Contingent liabilities to cross Rs75bn: Projection for next fiscal
ISLAMABAD, June 5: Pakistan’s explicit and implicit contingent liabilities are projected to cross Rs75 billion during the year 2003-04 that could pose a budgetary gap of 1.34 per cent of GDP.
This fiscal hole of 1.34 per cent would be over and above the GDP growth target of 4 per cent. These contingent liabilities include Rs15.54 billion explicit and Rs59.56 billion implicit liabilities, says an annexure of the economic survey 2002-03 released on Thursday.
Contingent liabilities are costs which the government will have to pay if a particular event occurs. These are obligations triggered by a discrete but uncertain event. Relative to government policies, the probability of a contingency occurring and the magnitude of the required public outlays are exogenous (such as natural disasters) or endogenous (such as implications of market institutions and government programmes for moral hazard in markets).
Contingent liabilities have, therefore, not been recognized as direct liabilities. However, contingent government liabilities are associated with major hidden fiscal risks. A common example of a contingent liability is a government guaranteed loan. At the time a guarantee is entered into there is no liability for the government, since this is contingent on the borrower failing to repay the loan as contracted.
However, in the event of default, the lender can invoke the guarantee and the government will be obliged to repay the amount of the loan still outstanding. At that point, the contingent liability will become an actual liability of the government, and a payment must be made.
These liabilities support specific policy objectives by creating financial incentives, without an immediate financial outlay. However, when these contractual guarantees or non- contractual commitments are realized, the government faces significant fiscal costs at the expense of other outlays.
Thus analysis of country’s fiscal position is incomplete if it skips obligations made by the government outside the budget.
Contingent liabilities grow with weaknesses in the financial sector, macroeconomic policies, regulatory and supervisory system, and information disclosure.
Explicit Contingent Liabilities are specific government obligations defined by a contract or a law. The government is legally mandated to settle such an obligation when it becomes due. These include guarantees for borrowing and obligations of provincial governments and public or private entities, umbrella guarantees for various loans (SME loans, agriculture loans), guarantees for trade & exchange rate risks, guarantees for private investments and state insurance schemes.
Implicit contingent liabilities represent a moral obligation or expected burden for the government not in the legal sense, but based on public expectations and political pressures.
These include defaults of provincial governments and public or private entities on non-guaranteed debt and other obligations, liability clean-up in entities being privatized, bank failures, disaster and relief financing, failure on other non-guaranteed funds.
The explicit contingent liabilities legally oblige government to make a payment if a specific event occurs.
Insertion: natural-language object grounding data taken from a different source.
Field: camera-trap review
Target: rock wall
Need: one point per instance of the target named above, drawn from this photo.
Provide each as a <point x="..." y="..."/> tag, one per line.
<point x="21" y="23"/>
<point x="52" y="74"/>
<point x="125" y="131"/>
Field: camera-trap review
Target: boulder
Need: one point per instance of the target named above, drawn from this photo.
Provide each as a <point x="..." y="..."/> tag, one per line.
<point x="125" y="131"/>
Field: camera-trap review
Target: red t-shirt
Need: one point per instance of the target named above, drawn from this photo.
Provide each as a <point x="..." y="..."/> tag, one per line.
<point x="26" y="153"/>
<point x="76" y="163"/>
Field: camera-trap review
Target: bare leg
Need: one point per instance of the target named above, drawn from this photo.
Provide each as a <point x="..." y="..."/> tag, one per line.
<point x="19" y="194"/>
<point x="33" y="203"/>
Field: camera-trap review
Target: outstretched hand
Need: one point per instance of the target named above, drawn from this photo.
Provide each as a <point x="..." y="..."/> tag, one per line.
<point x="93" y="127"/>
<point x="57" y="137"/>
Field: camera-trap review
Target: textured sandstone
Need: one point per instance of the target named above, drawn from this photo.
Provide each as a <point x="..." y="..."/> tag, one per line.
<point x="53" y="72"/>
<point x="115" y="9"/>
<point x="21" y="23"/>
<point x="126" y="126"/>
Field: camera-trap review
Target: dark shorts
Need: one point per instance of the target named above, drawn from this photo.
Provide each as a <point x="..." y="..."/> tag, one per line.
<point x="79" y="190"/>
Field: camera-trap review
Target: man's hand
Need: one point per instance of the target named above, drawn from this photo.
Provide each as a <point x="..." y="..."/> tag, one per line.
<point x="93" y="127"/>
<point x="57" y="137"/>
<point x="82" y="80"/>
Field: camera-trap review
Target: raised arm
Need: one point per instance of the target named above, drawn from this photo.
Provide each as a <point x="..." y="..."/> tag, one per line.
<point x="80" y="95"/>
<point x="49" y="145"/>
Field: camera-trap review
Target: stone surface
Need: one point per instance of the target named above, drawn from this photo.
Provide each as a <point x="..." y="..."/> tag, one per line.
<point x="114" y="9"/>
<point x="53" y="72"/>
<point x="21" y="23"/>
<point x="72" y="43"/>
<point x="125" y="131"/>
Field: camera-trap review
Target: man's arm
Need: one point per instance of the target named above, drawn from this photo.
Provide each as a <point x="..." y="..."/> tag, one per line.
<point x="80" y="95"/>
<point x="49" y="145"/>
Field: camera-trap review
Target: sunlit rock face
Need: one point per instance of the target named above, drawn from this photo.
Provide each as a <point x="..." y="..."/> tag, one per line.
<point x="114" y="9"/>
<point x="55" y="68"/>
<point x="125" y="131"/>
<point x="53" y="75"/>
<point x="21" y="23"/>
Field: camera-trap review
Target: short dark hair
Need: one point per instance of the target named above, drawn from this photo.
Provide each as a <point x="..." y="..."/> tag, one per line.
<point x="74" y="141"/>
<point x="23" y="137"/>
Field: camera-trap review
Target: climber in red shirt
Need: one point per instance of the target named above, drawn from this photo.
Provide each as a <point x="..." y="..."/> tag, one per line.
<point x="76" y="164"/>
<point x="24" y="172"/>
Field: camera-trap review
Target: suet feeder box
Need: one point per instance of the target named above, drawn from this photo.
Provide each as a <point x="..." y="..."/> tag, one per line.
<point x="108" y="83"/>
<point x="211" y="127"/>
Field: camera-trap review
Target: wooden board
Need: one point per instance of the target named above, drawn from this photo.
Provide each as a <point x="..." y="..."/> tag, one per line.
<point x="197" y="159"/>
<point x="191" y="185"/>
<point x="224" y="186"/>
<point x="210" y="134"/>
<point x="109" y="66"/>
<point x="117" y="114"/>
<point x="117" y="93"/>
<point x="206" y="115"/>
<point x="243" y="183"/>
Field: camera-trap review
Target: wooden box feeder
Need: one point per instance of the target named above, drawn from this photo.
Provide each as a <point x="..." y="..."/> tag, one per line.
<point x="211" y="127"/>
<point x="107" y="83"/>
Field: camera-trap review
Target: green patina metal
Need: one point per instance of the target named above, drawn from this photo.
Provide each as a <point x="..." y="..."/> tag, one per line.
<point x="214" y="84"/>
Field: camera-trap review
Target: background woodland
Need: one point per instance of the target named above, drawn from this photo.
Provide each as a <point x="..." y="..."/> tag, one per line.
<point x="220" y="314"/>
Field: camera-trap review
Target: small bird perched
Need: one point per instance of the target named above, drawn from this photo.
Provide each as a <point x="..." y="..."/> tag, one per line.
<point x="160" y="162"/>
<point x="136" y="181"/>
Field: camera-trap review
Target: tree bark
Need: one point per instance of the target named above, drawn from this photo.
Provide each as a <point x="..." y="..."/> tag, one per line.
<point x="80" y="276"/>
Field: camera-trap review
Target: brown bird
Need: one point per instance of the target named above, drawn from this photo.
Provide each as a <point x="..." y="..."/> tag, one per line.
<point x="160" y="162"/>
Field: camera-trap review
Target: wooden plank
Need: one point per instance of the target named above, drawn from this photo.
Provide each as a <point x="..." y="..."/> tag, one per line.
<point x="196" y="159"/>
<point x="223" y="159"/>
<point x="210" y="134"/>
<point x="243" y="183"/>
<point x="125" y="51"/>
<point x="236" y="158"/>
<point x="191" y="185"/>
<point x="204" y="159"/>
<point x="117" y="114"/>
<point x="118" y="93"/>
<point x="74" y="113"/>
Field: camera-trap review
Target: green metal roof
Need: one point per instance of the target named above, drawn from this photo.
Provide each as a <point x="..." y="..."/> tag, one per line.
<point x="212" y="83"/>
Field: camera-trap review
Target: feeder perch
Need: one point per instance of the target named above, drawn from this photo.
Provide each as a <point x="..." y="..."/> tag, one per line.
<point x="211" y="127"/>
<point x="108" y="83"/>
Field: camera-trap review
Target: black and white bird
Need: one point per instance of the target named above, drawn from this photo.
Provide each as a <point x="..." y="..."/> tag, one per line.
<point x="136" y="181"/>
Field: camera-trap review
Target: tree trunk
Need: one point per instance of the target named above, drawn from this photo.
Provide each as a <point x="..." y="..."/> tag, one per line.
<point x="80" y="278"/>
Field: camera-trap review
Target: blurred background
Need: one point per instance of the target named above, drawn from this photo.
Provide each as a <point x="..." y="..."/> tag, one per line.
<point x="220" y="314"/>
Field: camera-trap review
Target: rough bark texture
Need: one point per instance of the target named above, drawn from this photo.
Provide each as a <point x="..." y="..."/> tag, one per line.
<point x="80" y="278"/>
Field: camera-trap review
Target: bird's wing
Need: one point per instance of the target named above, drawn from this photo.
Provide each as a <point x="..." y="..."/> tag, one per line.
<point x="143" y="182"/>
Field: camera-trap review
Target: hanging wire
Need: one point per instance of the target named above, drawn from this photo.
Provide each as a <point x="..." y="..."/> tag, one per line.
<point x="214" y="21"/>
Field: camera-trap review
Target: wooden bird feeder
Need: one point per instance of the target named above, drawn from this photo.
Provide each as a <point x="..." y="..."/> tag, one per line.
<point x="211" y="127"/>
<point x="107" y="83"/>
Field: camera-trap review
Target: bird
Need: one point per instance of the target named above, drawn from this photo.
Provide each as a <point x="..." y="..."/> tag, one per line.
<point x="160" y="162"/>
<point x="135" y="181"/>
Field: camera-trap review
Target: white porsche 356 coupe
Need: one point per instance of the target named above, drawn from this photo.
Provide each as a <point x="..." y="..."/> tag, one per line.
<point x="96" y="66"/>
Because their fiscal cost is invisible until they are triggered, contingent explicit liabilities represent a hidden subsidy, blur fiscal analysis, and can drain future government finances.
Nevertheless, the government guarantees and financing through government guaranteed institutions are more politically attractive than budget support even if they are more expensive later on.
Implicit contingent liabilities are not officially recognized until a failure occurs. The triggering event, the amount at risk, and the required government outlay are uncertain.
These include government’s quasi-fiscal activities including mainly the bail-outs of strategically important State Owned Enterprises and the non-performing loans of banking sector.
Through robust financial sector reforms, prudent monetary management and strengthening of State Bank of Pakistan’s regulatory role, the non-performing loans of the banking sector stand at Rs266 billion as on December 2002. These were Rs258 billion as on June 30, 2002 and Rs279 billion as on June 30, 2001 respectively.